Q: How does Swisper decide what to remember from a conversation? A: The system applies a "persistence test" to every piece of information: would the user want me to remember this next week? Facts like allergies, birthdays, and job titles pass the test. Temporary states ("I'm at the airport"), action requests ("check my email"), and questions ("what's the weather?") are filtered out.

Q: What happens when Swisper encounters two people with the same name? A: The entity resolution system uses semantic understanding — not just name matching — to distinguish between people. It checks for "red flags" like age-career contradictions (a child can't be a COO) and coherence (yoga instructor adding pilates makes sense). If it still can't determine which person is meant, it skips storing the fact rather than guessing wrong.

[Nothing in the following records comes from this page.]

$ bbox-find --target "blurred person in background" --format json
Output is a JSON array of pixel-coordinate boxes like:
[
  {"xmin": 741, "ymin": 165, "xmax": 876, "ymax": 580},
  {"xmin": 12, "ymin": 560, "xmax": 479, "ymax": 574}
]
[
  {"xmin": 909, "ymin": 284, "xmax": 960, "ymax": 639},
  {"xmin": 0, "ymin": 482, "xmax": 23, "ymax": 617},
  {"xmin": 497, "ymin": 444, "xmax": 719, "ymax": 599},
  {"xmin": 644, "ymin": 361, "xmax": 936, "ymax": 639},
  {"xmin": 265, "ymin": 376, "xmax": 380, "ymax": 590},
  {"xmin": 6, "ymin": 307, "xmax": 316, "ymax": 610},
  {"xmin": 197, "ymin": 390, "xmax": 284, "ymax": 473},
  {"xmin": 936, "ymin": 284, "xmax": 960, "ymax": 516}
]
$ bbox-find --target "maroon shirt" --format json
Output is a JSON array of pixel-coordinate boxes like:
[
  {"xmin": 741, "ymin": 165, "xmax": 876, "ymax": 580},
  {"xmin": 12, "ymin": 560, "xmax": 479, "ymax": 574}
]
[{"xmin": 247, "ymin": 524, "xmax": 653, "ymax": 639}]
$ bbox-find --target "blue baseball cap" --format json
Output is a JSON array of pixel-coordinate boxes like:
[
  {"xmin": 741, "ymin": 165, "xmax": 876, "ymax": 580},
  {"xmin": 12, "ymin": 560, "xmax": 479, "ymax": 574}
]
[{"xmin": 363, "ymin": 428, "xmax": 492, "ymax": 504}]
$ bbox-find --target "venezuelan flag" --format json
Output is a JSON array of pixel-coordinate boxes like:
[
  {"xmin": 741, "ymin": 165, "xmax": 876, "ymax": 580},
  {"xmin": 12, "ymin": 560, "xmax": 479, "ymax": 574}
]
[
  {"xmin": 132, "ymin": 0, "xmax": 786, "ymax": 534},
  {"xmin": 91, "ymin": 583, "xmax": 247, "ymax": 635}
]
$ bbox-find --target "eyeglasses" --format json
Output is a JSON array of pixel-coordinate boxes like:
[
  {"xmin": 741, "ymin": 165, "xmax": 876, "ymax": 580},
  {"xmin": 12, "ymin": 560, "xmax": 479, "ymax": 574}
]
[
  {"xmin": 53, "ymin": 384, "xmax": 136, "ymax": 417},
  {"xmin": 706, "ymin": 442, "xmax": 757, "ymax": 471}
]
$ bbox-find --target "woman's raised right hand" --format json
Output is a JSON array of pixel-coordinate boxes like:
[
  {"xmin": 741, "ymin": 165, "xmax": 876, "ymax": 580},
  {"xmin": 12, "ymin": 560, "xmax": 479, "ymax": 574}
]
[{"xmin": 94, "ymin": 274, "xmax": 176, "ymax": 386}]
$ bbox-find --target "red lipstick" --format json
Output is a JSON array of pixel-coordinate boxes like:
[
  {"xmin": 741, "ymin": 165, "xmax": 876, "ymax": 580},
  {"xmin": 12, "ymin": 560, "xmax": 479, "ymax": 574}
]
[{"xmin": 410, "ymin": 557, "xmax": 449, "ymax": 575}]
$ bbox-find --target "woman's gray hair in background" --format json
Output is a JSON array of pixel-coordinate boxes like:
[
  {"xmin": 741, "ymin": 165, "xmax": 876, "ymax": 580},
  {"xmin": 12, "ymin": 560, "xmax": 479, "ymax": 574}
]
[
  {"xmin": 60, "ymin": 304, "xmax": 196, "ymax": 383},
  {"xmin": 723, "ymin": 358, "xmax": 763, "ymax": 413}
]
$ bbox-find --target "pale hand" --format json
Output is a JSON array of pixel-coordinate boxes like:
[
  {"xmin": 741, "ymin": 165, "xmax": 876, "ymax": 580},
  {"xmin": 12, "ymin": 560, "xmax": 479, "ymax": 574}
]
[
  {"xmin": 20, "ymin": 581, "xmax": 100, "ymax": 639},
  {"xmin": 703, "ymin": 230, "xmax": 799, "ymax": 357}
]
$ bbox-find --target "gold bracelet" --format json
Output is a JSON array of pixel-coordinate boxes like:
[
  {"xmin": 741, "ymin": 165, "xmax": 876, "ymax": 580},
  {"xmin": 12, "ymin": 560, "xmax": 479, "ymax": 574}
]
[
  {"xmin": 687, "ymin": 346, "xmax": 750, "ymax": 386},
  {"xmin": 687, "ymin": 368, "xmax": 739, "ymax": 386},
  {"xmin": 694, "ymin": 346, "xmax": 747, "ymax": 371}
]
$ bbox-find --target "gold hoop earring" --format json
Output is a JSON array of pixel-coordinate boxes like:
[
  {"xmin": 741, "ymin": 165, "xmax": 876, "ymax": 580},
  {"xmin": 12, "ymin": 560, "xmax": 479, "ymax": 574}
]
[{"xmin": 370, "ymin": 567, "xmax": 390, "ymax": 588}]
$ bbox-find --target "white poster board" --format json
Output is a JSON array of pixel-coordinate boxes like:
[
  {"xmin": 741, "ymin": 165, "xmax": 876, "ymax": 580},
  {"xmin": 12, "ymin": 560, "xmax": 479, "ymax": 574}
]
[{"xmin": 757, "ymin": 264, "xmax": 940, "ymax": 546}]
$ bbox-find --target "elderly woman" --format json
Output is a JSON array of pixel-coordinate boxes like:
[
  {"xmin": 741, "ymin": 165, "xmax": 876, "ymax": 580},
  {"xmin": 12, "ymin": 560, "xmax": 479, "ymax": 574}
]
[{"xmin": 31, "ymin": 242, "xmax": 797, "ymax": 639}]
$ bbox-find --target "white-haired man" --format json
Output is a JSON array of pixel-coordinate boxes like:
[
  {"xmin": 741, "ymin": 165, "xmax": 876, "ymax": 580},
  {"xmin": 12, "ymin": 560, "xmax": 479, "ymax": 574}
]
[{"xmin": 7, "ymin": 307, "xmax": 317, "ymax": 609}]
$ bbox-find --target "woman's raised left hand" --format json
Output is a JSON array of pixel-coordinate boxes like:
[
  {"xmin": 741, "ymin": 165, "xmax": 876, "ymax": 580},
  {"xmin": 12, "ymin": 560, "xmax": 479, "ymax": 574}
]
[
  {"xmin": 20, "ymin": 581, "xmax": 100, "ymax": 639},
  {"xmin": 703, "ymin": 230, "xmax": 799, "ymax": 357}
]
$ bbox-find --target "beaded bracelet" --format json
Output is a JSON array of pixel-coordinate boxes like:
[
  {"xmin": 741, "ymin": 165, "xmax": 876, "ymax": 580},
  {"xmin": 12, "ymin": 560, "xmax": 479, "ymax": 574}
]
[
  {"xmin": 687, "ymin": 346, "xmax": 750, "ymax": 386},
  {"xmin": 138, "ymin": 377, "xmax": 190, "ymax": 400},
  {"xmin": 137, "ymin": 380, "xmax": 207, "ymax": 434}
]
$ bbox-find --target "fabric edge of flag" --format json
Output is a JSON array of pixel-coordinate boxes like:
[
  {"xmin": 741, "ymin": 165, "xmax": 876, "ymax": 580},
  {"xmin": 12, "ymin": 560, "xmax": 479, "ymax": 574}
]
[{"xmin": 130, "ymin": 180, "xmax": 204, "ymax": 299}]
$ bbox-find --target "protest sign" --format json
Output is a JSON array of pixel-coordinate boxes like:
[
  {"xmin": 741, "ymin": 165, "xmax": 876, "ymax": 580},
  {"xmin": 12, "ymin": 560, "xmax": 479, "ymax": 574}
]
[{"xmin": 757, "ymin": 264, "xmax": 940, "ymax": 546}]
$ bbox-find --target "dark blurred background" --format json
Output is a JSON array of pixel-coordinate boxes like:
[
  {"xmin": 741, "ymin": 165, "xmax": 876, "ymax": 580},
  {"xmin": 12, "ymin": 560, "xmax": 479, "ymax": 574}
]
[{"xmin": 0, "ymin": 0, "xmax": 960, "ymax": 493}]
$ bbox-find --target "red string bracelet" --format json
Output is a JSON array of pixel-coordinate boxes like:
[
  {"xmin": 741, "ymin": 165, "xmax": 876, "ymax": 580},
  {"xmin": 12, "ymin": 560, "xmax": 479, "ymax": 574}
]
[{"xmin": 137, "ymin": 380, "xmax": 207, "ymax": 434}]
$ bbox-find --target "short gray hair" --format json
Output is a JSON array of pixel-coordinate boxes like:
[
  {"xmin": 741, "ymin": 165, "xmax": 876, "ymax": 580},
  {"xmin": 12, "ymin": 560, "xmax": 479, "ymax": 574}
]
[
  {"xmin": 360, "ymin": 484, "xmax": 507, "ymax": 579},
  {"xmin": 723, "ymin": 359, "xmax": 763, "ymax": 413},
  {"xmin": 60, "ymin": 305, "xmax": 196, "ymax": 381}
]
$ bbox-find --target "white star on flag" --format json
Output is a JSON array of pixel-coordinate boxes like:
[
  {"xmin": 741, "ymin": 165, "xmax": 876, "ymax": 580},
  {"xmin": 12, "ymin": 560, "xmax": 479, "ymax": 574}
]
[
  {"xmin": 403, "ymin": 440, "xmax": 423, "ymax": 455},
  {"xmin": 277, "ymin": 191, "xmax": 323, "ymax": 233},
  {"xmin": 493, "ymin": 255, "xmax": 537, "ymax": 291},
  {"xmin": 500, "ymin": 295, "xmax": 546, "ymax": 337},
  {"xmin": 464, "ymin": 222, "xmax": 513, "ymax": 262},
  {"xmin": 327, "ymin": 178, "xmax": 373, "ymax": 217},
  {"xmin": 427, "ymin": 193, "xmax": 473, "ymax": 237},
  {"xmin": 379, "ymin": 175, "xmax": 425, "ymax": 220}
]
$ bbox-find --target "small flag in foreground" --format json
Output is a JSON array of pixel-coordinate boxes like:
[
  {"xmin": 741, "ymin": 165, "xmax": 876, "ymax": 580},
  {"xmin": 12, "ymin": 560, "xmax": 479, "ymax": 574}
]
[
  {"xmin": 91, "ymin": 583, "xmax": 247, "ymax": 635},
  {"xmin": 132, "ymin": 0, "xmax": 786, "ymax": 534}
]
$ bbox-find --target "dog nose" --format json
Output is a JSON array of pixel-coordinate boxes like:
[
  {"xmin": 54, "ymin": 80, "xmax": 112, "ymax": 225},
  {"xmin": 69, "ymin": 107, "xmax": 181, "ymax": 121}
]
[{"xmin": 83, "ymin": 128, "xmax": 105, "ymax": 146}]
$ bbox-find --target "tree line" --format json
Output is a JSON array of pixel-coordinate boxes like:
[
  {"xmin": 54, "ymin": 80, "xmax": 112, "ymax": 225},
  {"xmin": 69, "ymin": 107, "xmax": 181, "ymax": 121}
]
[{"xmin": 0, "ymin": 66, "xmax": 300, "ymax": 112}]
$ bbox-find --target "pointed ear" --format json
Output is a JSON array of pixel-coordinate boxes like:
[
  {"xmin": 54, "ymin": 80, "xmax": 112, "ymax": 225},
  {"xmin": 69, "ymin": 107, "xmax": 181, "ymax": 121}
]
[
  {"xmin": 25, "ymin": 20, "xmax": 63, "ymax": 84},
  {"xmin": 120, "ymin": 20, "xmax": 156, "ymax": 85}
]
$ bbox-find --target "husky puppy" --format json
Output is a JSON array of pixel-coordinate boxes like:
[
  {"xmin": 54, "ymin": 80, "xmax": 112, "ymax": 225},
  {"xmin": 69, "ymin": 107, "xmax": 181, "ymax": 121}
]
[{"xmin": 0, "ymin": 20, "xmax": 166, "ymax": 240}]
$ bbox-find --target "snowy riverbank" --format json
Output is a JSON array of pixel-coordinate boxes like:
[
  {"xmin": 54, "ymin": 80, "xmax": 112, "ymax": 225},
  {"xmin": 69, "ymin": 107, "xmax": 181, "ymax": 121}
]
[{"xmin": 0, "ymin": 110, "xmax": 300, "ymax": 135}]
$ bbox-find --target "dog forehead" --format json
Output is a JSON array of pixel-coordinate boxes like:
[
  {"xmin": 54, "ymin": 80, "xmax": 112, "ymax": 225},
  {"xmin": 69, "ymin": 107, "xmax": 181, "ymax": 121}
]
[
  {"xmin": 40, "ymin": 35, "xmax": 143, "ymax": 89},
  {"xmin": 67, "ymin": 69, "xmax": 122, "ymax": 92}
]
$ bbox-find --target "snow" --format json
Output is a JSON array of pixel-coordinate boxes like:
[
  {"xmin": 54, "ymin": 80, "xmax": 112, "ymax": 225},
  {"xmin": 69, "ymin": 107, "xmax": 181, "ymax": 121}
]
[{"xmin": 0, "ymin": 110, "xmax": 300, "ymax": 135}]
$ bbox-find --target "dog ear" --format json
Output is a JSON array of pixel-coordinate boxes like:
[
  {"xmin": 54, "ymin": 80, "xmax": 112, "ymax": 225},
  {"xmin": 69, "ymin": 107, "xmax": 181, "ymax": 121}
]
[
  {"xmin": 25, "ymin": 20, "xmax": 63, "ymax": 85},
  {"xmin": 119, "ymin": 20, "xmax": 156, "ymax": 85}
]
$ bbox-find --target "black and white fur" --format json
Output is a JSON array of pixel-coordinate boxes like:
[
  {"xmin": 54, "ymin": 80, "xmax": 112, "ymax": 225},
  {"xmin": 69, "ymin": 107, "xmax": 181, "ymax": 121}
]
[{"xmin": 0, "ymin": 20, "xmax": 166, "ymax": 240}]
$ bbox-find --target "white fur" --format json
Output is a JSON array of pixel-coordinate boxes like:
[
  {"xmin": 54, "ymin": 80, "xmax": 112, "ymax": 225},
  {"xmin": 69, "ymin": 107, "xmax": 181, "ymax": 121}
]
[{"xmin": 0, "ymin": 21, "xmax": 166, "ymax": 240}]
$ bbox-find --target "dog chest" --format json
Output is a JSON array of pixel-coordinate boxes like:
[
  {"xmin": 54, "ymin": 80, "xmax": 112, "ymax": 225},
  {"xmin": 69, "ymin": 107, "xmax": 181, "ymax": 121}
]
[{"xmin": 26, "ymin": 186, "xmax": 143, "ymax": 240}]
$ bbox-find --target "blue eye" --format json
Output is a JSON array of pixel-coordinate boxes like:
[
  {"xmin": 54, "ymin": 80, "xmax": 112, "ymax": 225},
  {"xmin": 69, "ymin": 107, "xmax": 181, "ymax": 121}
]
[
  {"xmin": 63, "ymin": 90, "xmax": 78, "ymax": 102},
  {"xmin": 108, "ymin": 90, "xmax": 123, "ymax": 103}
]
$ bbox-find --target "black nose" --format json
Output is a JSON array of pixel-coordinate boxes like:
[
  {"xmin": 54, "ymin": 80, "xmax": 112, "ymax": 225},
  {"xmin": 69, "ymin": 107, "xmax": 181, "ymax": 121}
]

Q: Is my personal information secure? A: Yes. Facts are stored with encryption in the database, scoped to your specific avatar and workspace. A privacy mode controls whether sensitive information (medical, allergies) is included in responses. Workspace isolation ensures your data is not shared across workspaces.

Q: How much does the fact extraction cost per message? A: Fact and entity extraction uses approximately 9,600 tokens per message (~0.004 CHF at standard pricing). Because extraction runs in the background while you read the response, it adds zero perceived latency. Preference extraction adds another ~4,300 tokens but only runs on 30–40% of messages that contain preference commands.

Q: Can I manually manage my stored facts? A: Yes. The Settings UI provides full CRUD operations for viewing, editing, and deleting facts. You can also add facts during onboarding via a free-text description. Facts can be managed at both the avatar level (visible across all workspaces) and workspace level (scoped to a specific workspace).